BM'ye bağlı Uluslararası Atom Enerjisi Kurumu, Japonya'daki nükleer krizin ciddiyetini koruduğunu ancak ülkenin bu durumu atlatacağını açıkladı.
Abone olUluslararası Atom Enerjisi Kurumu, Japonya'daki depremde zarar gören nükleer santralin durumunun çok ciddi olduğunu ancak ülkenin nükleer krizi atlatacağını söyledi.
Birleşmiş Milletler'e bağlı kurum adına açıklama yapan direktör Yukiya Amano, "krizin üstesinden gelineceğinden şüphem yok" dedi.
"Kriz henüz giderilmiş değil ve durum ciddiyetini koruyor" diyen Amano, açıklamasında görülen iyileşmelere de dikkat çekti, soğutma sisteminin devreye girdiği 5 ve 6 numaralı reaktörlerin "artık acil bir kaygı teşkil etmediğini" söyledi.
Japonya'da 10 gün önceki deprem ve tsunami felaketinden zarar gören Fukuşima nükleer santralinde radyoaktif erimeyi önlemek için çabalar devam ediyor.
Gıda maddelerinde radyasyon tehlikesi
Altı reaktörden üçünde, tsunaminin vurmasıyla devre dışı kalan soğutma sistemlerine yeniden elektrik verildi.
Ancak soğutma sistemlerinin henüz devreye girmediği anlaşılıyor.
Bugün üç numaralı reaktörde basıncın yeniden artması ve buradan gri dumanlar yükselmesi ardından çalışanlar tahliye edildi.
Buradaki dumanların kesilmesinden 20 dakika kadar sonra, bu kez ikinci reaktörden beyaz bir duman yükseldi.
Yetkililer yine de ilerleme kaydettiklerine inandıklarını ve kısa sürede su pompalarını test edebilmek için iyimser olduklarını söylüyor.
Nükleer santralden yaklaşık 250 kilometre uzaktaki başkent Tokyo'da radyasyon düzeyinin yükseldiği, ancak kaydedilen değerlerin insan sağlığı için herhangi bir tehlike oluşturmadığı da açıklandı.
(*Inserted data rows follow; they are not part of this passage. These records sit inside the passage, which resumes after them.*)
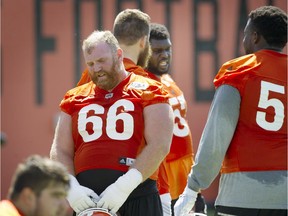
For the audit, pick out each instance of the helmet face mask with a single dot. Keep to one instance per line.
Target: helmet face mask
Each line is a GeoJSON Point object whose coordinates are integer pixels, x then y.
{"type": "Point", "coordinates": [95, 212]}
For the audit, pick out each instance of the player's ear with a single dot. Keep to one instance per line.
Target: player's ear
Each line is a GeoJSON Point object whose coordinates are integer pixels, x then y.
{"type": "Point", "coordinates": [28, 198]}
{"type": "Point", "coordinates": [143, 41]}
{"type": "Point", "coordinates": [120, 54]}
{"type": "Point", "coordinates": [256, 37]}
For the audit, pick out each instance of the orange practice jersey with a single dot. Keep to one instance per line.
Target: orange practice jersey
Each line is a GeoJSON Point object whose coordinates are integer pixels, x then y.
{"type": "Point", "coordinates": [129, 66]}
{"type": "Point", "coordinates": [8, 209]}
{"type": "Point", "coordinates": [108, 127]}
{"type": "Point", "coordinates": [261, 133]}
{"type": "Point", "coordinates": [181, 145]}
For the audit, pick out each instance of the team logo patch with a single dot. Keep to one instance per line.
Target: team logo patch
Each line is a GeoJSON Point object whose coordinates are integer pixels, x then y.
{"type": "Point", "coordinates": [126, 161]}
{"type": "Point", "coordinates": [109, 95]}
{"type": "Point", "coordinates": [138, 85]}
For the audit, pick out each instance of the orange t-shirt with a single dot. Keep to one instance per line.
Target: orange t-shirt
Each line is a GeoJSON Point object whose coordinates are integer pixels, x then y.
{"type": "Point", "coordinates": [8, 209]}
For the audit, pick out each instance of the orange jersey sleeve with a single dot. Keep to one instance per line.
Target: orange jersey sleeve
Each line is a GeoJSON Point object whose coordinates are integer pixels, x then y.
{"type": "Point", "coordinates": [261, 132]}
{"type": "Point", "coordinates": [108, 127]}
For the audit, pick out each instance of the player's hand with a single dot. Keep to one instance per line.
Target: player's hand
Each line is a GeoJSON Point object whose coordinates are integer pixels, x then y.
{"type": "Point", "coordinates": [116, 194]}
{"type": "Point", "coordinates": [80, 197]}
{"type": "Point", "coordinates": [166, 204]}
{"type": "Point", "coordinates": [185, 202]}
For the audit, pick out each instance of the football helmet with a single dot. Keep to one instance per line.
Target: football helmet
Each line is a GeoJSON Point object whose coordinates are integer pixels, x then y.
{"type": "Point", "coordinates": [96, 212]}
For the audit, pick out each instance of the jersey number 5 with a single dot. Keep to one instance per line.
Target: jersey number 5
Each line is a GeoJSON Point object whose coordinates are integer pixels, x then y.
{"type": "Point", "coordinates": [265, 102]}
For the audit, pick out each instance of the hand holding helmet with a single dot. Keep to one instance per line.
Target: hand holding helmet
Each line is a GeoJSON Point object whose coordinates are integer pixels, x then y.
{"type": "Point", "coordinates": [185, 202]}
{"type": "Point", "coordinates": [80, 197]}
{"type": "Point", "coordinates": [116, 194]}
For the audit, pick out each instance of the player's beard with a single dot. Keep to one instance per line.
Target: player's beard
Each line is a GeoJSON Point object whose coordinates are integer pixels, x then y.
{"type": "Point", "coordinates": [144, 56]}
{"type": "Point", "coordinates": [111, 79]}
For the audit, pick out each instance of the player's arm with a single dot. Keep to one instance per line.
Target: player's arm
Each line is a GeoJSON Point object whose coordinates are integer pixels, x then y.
{"type": "Point", "coordinates": [62, 148]}
{"type": "Point", "coordinates": [79, 197]}
{"type": "Point", "coordinates": [216, 137]}
{"type": "Point", "coordinates": [158, 135]}
{"type": "Point", "coordinates": [215, 140]}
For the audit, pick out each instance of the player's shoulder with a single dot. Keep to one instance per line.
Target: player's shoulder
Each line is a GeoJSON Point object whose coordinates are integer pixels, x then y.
{"type": "Point", "coordinates": [82, 90]}
{"type": "Point", "coordinates": [143, 81]}
{"type": "Point", "coordinates": [238, 66]}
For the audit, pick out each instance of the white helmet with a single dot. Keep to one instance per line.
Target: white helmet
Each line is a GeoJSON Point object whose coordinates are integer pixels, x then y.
{"type": "Point", "coordinates": [95, 212]}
Fukuşima bölgesinden alınan gıda örneklerinde radyasyon tespit edilmesi yetkilileri kaygılandıran bir gelişme.
Uluslararası Atom Enerjisi Kurumu yetkilileri, radyoaktif bir madde olan iyodinin sekiz gün ömrünün olduğunu, ancak sindirilmesi durumunda tiroid bezlerine zarar verebileceği uyarısında bulunuyor.
Su, süt gibi ürünlerde belirlenen radyasyon miktarının yasal emniyet düzeyinin üç katına yükseldiği belirtiliyor. Ancak Japon makamları kaydedilen düzeyin kısa vadede insan sağlığına zarar verecek boyutlarda olmadığının altını çiziyor.
Yine de önlem olarak musluktan su içilmemesi isteniyor.
Japon hükümeti, önlem olarak santral çevresindeki dört ilden gıda sevkiyatı yapılmasına yasak getirdi.
Sınırlamalar ıspanak ve benzeri yeşil sebzelerle, sütü kapsıyor.
Çin, Tayvan ve Güney Kore de Japonya'dan ithal edilen gıdalara uygulanan denetimleri artırdı.
Hava elverişsiz
Öte yandan yetkililer, evlerini kaybeden aralarında en az 100 bin çocuğun da bulunduğu yüzbinlerce kişiye konaklama sağlayabilmek için yerleştirmek için geçici konut inşaasına da başladı.
Elverişsiz hava koşulları ise yardım çalışmalarını sekteye uğratıyor. Sıcaklık gece sıfırın altına düşerken, rüzgar ve şiddetli yağış nedeniyle Miyagi bölgesindeki helikopterler devre dışı kaldı.
Japonya'da yetkililer deprem ve tsunami felaketi nedeniyle hayatını kaybedenlerin sayısının sadece Miyagi kentinde 15 bini bulabileceğini söylüyor.
Resmi ölü sayısı bugün itibariyle 8,450'ye yükseldi. Yaklaşık 13 bin kişi de kayıp.
350 bin kişi oluşturulan barınaklarda yaşamayı sürdürürken, 900 bin eve hâlâ su verilemiyor.
Ancak ülkeden seyrek de olsa iyi haberler gelmeye devam ediyor.
Dün İşinomaki kentinde enkaz altında 80 yaşında bir kadınla torunu olduğu sanılan bir çocuğun sağ olarak kurtarıldı.
Evlerinin mutfağında mahsur kalan felaketzedelerin dokuz gün boyunca yoğurtla beslendikleri açıklandı.